• De la cigogne de la guerre à celle de la paix.

     

    De la cigogne de la guerre à celle de la paix.

    Reproduction du journal "L'Illustration" (6 juillet 1918)


    6 juillet 1918, la guerre est sur le point de se terminer, l’hebdomadaire « L’Illustration » N°3931 consacre une page entière aux quatre escadrilles composées de « SPAD », les célèbres avions de chasse français de 1918. Ces quatre escadrilles constituent le groupe des cigognes et leurs insignes sont bien sûr des cigognes. Ce volatil pris pour emblème par l’aviation, sans doute en raison de son aisance dans les airs, a fait partie de la vie du village français.

     

    De la cigogne de la guerre à celle de la paix.
    Avion "SPAD" de 1918

    Tournoyant autour de l’église, une cigogne a surpris ce matin ceux qui se sont levés tôt pour aller travailler. Elle a repéré le nid qu’elle avait abandonné à l’automne. Est-ce vraiment celle qui a quitté le village à l’automne dernier ?

    Peut-être pas. On dit cependant que la cigogne a une mémoire visuelle hors du commun. Ils se pourrait donc qu’elle ait reconnu la demeure où ses petits sont nés l’an dernier.

    A Mondovi, deux nids faciles d’accès pour l'oiseau ont toujours existé : l’un sur le toit de l’église, l’autre sur celui de la Tabacoop.

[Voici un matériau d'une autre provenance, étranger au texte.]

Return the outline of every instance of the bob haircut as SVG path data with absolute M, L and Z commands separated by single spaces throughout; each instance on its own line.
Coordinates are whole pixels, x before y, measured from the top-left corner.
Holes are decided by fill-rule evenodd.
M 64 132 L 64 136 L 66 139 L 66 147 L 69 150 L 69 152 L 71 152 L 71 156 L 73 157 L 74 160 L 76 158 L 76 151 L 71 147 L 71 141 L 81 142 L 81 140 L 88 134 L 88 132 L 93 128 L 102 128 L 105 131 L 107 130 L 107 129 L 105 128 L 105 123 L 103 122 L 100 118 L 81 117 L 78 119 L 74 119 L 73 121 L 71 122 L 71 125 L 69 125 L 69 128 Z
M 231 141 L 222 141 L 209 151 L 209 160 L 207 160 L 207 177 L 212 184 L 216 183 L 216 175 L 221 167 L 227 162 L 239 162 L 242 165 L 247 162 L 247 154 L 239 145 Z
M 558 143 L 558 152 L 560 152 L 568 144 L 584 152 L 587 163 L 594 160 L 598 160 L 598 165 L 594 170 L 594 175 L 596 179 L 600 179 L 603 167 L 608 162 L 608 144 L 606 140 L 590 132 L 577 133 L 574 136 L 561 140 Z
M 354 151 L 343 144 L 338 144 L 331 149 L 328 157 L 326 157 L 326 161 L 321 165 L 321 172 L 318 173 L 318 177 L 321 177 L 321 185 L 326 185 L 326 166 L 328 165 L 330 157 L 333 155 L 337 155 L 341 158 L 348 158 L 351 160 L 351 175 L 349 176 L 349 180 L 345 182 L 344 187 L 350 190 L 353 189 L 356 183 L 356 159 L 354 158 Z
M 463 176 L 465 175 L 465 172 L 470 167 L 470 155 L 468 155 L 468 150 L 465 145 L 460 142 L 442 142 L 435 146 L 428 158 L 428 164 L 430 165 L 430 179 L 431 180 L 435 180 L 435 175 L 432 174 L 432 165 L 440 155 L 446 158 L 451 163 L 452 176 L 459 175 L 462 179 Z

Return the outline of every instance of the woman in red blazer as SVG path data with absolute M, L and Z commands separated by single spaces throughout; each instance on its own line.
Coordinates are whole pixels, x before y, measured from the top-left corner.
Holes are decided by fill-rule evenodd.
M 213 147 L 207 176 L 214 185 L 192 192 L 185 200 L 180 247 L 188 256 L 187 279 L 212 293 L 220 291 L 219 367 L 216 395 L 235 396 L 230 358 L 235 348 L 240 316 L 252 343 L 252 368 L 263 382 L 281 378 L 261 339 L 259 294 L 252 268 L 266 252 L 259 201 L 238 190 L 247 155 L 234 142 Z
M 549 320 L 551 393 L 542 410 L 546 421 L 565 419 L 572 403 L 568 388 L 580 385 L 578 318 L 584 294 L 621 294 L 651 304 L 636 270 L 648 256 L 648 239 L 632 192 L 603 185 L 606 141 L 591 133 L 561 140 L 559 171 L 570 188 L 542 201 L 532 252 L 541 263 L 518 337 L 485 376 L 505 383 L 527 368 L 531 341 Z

    De la cigogne de la guerre à celle de la paix.


    Les cigognes émigrent à l’automne pour revenir dès le mois de février. Leur voyage a lieu le plus souvent la nuit. Lorsque les mondoviens les aperçoivent c’est le signe que le printemps n’est pas loin. Elles arrivent gracieuses sans même bouger leurs larges ailes blanches aux bouts décorés de noir. Elles tournoient sur le nid et finissent par se poser pour faire l’état des lieux. Tout l’hiver les nids abandonnés ont subi l’agressivité des intempéries. Il faut les restaurer. Pendant une bonne semaine,  c’est un ballet incessant accompagné de la musique des groupes de moineaux  qui sentent que les beaux jours sont bientôt là. Se servant de leur bec de corail les cigognes transportent toutes sortes de branchages et les agencent de façon méthodique pour restaurer la demeure qui  recevra les œufs à couver. C’est le mâle qui se charge de la plus grosse restauration. La femelle s’occupe des finitions. Les nids tiennent comme par miracle sur le fait du toit. Ils sont pourtant là depuis longtemps et c’est là que naîtront les cigogneaux.

    En Algérie, la cigogne comme les hirondelles sont des oiseaux sacrés qui sont sensés apporter du bonheur. Malheur à ceux qui oseraient les chasser. Debout sur une patte elles se font parfois remarquer en renversant leur cou dans les épaules tout en regardant le ciel. Elles jouent alors des castagnettes en claquant du bec comme pour saluer le congénère qui se pose à côté d’elles dans le nid. Ces craquètements bruyants se font aussi, entendre lorsqu’il y a querelle au sein du couple.

    Une année une cigogne n’a pas suivi ses congénères vers d’autres pays chauds. Elle a passé tout l’été déambulant dans l’enceinte de la Tabacoop. Elle était sans doute blessée. Ne pouvant pas prendre son envol, elle n’avait pas eu d’autres choix que de se familiariser avec les hommes qui l’entouraient et qui allaient même jusqu’à la toucher et la caresser. Parmi les curieux qui l’entouraient, il y avait des militaires mécaniciens qui n’avaient pas toujours les mains propres. Le blanc des plumes perdit petit à petit de son éclat jusqu’à devenir d’un gris sale bien foncé.

    On sait que les oiseaux se nourrissent de toutes sortes d’insectes ou de vermisseaux. La cigogne a besoin de proies plus importantes. Elle se nourrit de petits rongeurs, de vers de terre, de grenouilles, d’escargots. Notre cigogne handicapée se nourrissait de ce qu’elle trouvait ou ce qu’on lui offrait. Un jour je l’ai vue avaler un moineau entier que je venais de tuer. Le pinçant avec le bout du bec elle l’envoya avec dextérité au fond de sa gorge. Puis je vis la proie descendre le long du cou marqué d’une boursouflure comme une sorte d’hernie.

    A la différence des hirondelles qui se rassemblaient sur les fils électriques avant de nous quitter, les cigognes partaient discrètement sans même qu’on s’en aperçoive dès les premiers signes du mauvais temps. Comme pour leur arrivée cela se faisait la nuit. Guidées par leur instinct et un sens que l’homme ne possède pas elles savaient alors trouver le chemin qui les conduisaient vers d’autres  pays chauds en prenant la direction du sahara.